ということは、「除くクレーム事件」の裁判規範に準拠しているといっても、具体的には現行の審査基準の判断手法と何ら変わらないということになります。

実際、「訂正は適法である」との結論を導くに当たり、「当業者であれば、本件明細書の記載から自明である事項として認識することができる」としており、現行の審査基準と変わるところがありません。

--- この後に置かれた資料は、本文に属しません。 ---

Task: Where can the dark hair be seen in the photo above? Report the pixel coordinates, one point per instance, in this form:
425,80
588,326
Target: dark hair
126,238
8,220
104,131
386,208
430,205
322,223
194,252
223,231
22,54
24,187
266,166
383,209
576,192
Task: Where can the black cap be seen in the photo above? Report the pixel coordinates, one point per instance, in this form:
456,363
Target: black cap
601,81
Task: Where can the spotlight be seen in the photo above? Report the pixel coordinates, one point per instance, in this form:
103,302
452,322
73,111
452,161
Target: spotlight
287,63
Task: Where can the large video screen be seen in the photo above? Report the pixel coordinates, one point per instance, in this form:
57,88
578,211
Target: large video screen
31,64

以上からすると、上記「保形性を有する衣服」事件の意味するところは、「除くクレーム事件」で示された裁判規範が、「除くクレーム」ではない通常の補正についても適用されることが明示された、という点でしょうか。
上記(3) 規範が用いられるか否かについては不明なままです。


ところで、知財管理誌の記事では、さらに以下の事項を述べています。
「(除くクレーム事件の)裁判所の判断には、違和感が残る。・・・・・裁判所の理論に従うと、補正(訂正)前と後とでクレームされた技術的事項の作用効果が同じであるならば、技術的事項の外縁を定義する発明特定事項の記載が明細書等になくとも、出願人・権利者がそれを自由に追加できることとなり、あまりに補正(訂正)の自由度が高くなってしまうからである。例えば明細書等に「1<x<100」の数値範囲が記載されていたときに、補正(訂正)後の作用効果が同じであれば、いかなる時でも、また補正(訂正)により追加する新たな数値範囲の値(発明特定事項)が明細書等に記載されていなくても、出願人・権利者は、その数値範囲を自由に狭めること(「点」で一部を除くこと、および「範囲」で一部を除くことのいずれも)が可能となるかのように読め、あまりに現状の実務からかけ離れてしまうからである。」

そう、私もこの判決からそのように読めてしまいます(こちらこちら)。

知財管理誌の記事では、このように読めてしまう判決は問題であるとします。
「そもそも、「除くクレーム」が適法であることの解釈として、今回の大合議判決のような解釈に無理がある。「除くクレーム」は原則として新規事項追加であると認めた上で、一定条件を課した上で例外的に認めることを特許法上で規定すべきである。」
とのご意見です。

さて、知財高裁大合議判決が最高裁でも認められて、補正可能範囲が実質的に広がっていくのか、そうでないのか、今後の動向を見守るしかありません。